A Problem That Only Quantum Computers Will Ever Be Able to Solve - CraneWorm
https://www.quantamagazine.org/finally-a-problem-that-only-quantum-computers-will-ever-be-able-to-solve-20180621/
======
peterlk
> Here’s the problem. Imagine you have two random number generators, each
> producing a sequence of digits. The question for your computer is this: Are
> the two sequences completely independent from each other, or are they
> related in a hidden way (where one sequence is the “Fourier transform” of
> the other)?

and then

> The new paper by Raz and Tal proves that a quantum computer needs far fewer
> hints than a classical computer to solve the forrelation problem. In fact, a
> quantum computer needs just one hint, while even with unlimited hints,
> there’s no algorithm in PH that can solve the problem.
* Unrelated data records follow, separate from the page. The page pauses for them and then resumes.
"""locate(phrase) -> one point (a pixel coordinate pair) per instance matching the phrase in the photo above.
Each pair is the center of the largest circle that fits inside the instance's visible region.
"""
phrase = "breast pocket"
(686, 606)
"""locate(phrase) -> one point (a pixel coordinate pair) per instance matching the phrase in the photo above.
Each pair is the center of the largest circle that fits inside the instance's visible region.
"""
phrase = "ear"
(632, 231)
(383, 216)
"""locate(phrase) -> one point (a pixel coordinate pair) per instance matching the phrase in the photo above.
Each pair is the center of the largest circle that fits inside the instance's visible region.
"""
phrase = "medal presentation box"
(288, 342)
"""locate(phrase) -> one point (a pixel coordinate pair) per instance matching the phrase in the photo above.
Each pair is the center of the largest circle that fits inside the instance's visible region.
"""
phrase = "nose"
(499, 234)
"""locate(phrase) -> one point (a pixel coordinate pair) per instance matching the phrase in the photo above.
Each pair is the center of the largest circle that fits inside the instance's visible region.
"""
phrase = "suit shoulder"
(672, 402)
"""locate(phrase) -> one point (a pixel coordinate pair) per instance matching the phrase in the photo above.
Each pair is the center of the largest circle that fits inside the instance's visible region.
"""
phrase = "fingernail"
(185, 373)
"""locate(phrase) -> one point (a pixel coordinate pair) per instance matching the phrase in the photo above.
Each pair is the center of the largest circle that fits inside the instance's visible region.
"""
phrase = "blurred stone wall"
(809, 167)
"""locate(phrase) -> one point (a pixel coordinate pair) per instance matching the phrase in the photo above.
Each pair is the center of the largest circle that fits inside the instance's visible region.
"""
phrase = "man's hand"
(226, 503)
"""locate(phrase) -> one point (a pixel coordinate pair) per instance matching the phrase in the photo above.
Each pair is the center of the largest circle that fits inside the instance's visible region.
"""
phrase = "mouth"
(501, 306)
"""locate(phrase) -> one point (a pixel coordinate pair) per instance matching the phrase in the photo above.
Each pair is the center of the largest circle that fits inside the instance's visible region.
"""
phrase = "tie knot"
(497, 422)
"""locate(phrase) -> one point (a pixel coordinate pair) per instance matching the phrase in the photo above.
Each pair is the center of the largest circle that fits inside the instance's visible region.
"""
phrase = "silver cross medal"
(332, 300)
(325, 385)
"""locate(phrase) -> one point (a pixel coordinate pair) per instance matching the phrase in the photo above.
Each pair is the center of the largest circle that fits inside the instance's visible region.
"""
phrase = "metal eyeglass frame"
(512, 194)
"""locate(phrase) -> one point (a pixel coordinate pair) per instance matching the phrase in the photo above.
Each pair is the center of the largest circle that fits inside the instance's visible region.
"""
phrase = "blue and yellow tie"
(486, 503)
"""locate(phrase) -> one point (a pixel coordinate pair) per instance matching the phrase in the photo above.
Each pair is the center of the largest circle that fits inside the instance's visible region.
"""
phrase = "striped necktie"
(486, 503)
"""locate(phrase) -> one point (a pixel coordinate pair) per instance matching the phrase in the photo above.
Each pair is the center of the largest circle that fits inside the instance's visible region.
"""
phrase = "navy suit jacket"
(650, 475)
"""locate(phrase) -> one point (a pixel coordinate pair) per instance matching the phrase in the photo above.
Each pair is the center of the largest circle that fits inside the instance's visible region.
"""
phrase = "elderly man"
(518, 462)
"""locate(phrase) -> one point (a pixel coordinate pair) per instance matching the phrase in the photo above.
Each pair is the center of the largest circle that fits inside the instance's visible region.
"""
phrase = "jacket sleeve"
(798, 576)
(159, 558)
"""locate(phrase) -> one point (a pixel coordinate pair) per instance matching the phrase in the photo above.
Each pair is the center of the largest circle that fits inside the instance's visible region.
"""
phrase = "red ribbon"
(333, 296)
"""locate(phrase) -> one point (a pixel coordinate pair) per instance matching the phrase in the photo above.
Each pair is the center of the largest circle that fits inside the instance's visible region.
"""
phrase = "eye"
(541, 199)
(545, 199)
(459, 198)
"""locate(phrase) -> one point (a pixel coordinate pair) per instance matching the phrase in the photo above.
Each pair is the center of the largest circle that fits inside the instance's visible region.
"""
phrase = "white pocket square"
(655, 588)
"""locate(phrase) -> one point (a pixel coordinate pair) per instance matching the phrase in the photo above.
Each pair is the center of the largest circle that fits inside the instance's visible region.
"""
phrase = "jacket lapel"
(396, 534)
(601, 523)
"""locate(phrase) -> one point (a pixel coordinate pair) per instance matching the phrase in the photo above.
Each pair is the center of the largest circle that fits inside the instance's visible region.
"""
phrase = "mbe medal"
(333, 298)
At the risk of someone winning buzzword bingo, this feels very AGI-esque. It
seems to me that right now, our best classification algorithms are very bad at
extrapolating related patterns on sequences that are related, but that the
classifier has never seen. Or, more clearly, it is bad at correlating pattern
unless the success heuristic has been tuned to look for it. If we have proved
that classical computers cannot escape their heuristic, but quantum computers
could (i.e. "dear computer, find related patterns, ready, go"), that seems
like a very compelling reason to dump money into quantum computers.

Anyone more knowledgeable care to temper my excitement?

------
gus_massa
Dupe:
[https://news.ycombinator.com/item?id=17368493](https://news.ycombinator.com/item?id=17368493)

I'll copy the first comment by fyi1183

> _This is basically the TCS version of a clickbait headline. It 's a
> separation of BQP and PH by an oracle. Certainly a nice result, but to put
> it into context, we also have a separation of P and NP by an oracle. Yet, we
> are very far away from actually proving that P and NP are distinct._